Lawrence Berkeley National Laboratory’s (Berkeley Lab’s) Advanced Light Source (ALS) X-ray facility has been recalled to action to support research related to COVID-19.

A small team of staff at the ALS, which produces beams of X-rays and other types of light to support a wide variety of experiments for researchers from around the world, on March 31 launched several experiments for other scientists who controlled the work remotely. The specially approved ALS experiments – which were authorized by Berkeley Lab leadership – have so far been carried out by individual scientists working at separate experimental sites, known as beamlines, in the ALS facility in order to maintain social distancing. Additionally, on-site workers are taking extra precautions for safety such as regularly sanitizing equipment.

"The beamlines being used for the crystallography work developed a ‘rapid response’ capability several years ago, with remote access and automated data collection and analysis, and so were ready to hit the ground running when this crisis occurred,” said Paul Adams, director of the Lab’s Molecular Biophysics and Integrated Bioimaging (MBIB) division, which is connected to all of the beamlines and staff participating in the initial batch of approved COVID-19-related experiments. It receives support from participating members for this work, including from a large group of pharmaceutical companies across the U.S. and internationally.
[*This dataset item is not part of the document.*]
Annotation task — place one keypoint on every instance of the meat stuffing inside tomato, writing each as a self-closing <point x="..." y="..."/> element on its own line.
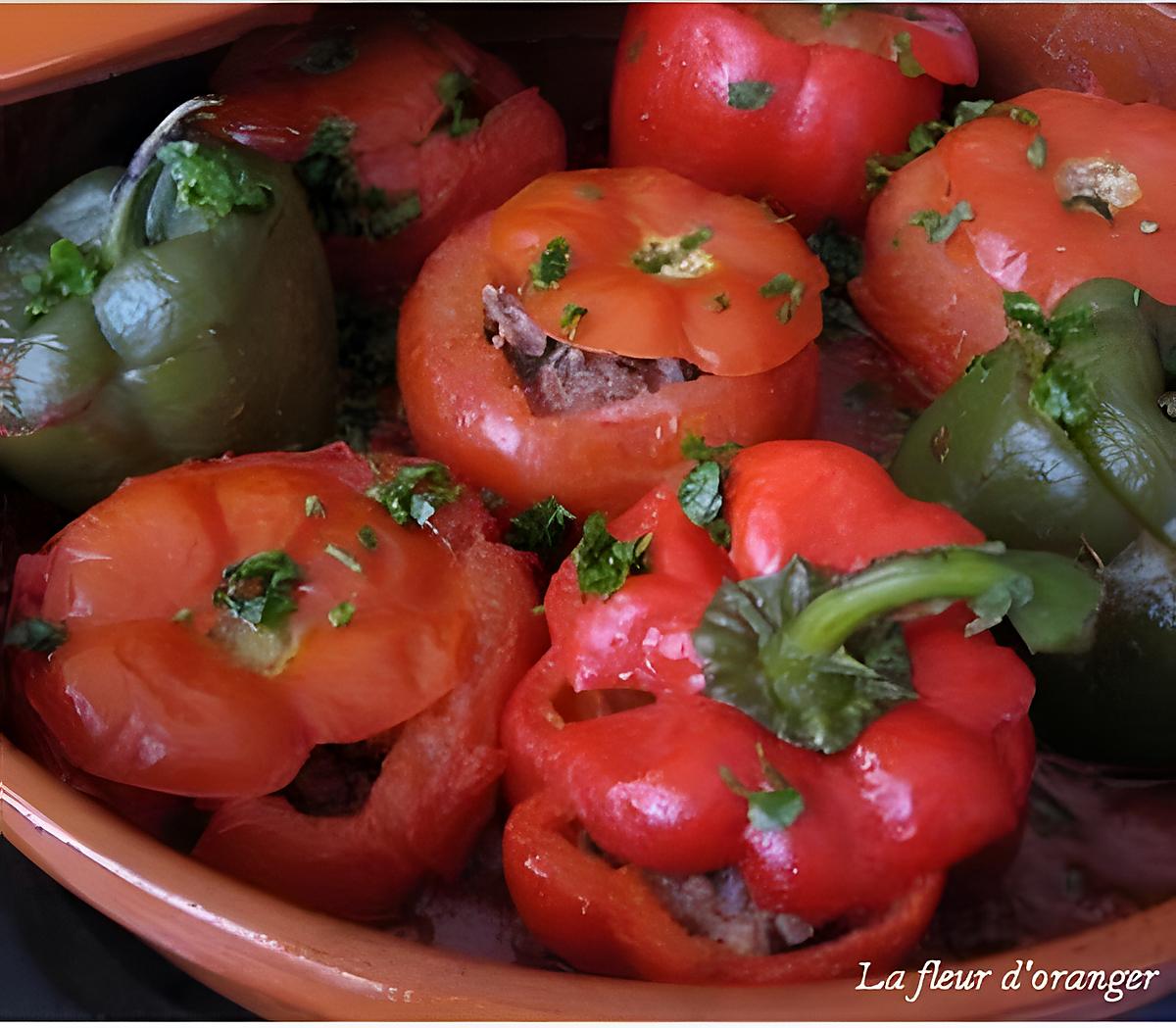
<point x="567" y="344"/>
Work that has been approved at the ALS includes proprietary experiments by several pharmaceutical companies: Switzerland-based Novartis, which has an office in Emeryville, California; San Francisco-based Vir Biotechnology; and Canada-based IniXium, a drug-discovery contract research organization serving the U.S. biotech industry.

Also in the first batch are crystallography experiments by a group of researchers from the lab of David Veesler, an associate professor at the University of Washington. That team is focusing on the spiky proteins on the surface of the COVID-19 virus, which the virus uses to bind to and enter host cells, and how to neutralize them. Another team, led by Daved Fremont, a professor at Washington University in Saint Louis, will be sending crystallized samples to the ALS, as will a team led by James Hurley, the Judy C. Webb chair and professor of biochemistry, biophysics, and structural biology at UC Berkeley.
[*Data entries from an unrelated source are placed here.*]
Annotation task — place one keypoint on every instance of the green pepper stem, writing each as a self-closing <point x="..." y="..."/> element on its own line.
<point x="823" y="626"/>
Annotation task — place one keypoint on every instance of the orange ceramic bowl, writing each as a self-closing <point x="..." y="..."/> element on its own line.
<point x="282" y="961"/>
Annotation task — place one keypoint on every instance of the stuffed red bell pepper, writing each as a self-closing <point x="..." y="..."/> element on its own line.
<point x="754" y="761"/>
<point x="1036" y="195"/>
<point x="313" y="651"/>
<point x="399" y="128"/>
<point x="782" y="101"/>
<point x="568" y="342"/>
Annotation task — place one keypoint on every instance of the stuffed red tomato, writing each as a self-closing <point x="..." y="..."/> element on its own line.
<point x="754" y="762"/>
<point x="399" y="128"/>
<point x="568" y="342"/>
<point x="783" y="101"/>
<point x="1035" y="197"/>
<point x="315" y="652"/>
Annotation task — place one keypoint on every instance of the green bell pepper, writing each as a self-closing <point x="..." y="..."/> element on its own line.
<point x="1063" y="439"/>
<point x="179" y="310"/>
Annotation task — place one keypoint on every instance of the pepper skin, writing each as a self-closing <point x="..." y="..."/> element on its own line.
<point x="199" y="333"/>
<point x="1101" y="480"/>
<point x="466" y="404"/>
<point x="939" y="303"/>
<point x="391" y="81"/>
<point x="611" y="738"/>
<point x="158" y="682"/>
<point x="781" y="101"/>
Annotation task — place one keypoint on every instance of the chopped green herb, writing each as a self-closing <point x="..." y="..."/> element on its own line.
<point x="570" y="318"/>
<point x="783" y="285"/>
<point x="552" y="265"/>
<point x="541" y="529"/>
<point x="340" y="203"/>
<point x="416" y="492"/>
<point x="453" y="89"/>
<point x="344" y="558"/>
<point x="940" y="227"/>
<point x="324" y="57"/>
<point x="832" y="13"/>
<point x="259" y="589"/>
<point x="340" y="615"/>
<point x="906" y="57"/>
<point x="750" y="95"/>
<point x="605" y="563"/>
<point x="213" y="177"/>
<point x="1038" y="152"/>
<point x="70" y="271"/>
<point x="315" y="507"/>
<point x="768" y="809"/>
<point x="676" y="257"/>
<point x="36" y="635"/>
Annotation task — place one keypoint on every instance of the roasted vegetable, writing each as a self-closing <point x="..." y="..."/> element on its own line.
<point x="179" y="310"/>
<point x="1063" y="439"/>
Structural studies can lead to drugs that target and attack the virus while leaving other vital systems intact, for example, or that can otherwise improve the body’s defenses against the virus.

“There are proteins that are making up the virus structure and a large number of other, non-structural proteins that help in the infection cycle of the virus,” said Marc Allaire, a beamline scientist at the ALS who supports several beamlines operated by the Berkeley Center for Structural Biology.

A team led by Natalie Strynadka, a biochemistry professor at the University of British Columbia in Canada, is also expected to ship crystal samples for ALS experiments. Strynadka said her lab is collaborating with a team in Vancouver, Canada, to identify small molecular inhibitors that slow down COVID-19’s main viral protease (MPro), an enzyme that breaks down proteins into smaller forms. In related work, her lab is working with Pennsylvania-based Venatorx Pharmaceuticals and a team led by David Baker at the University of Washington to identify MPro inhibitors.

Ralf Bartenschlager, a virologist and professor at Heidelberg University in Germany, will be sending samples of COVID-19-infected cells, rendered inactive, for study using a technique known as soft X-ray tomography. In this collaborative effort, the aim is to unravel how infection by the SARS-CoV-2 virus alters the structure and organization of infected cells, with the long-term goal to identify viral and cellular targets perturbed by infection that are suitable for antiviral therapy. The experiment will be overseen by the Lab’s Carolyn Larabell, also a professor at UC San Francisco and director of the National Center for X-ray Tomography, which develops imaging technologies for biological and biomedical research.

The broader research community is welcome to apply for remote experiments relating to COVID-19 and SARS-CoV-2 at some beamlines via the National Institutes of Health-supported ALS-ENABLE program and an ALS fast-track proposal process known as RAPIDD (Rapid Access Proposals, Industry, and Director’s Discretion beam time).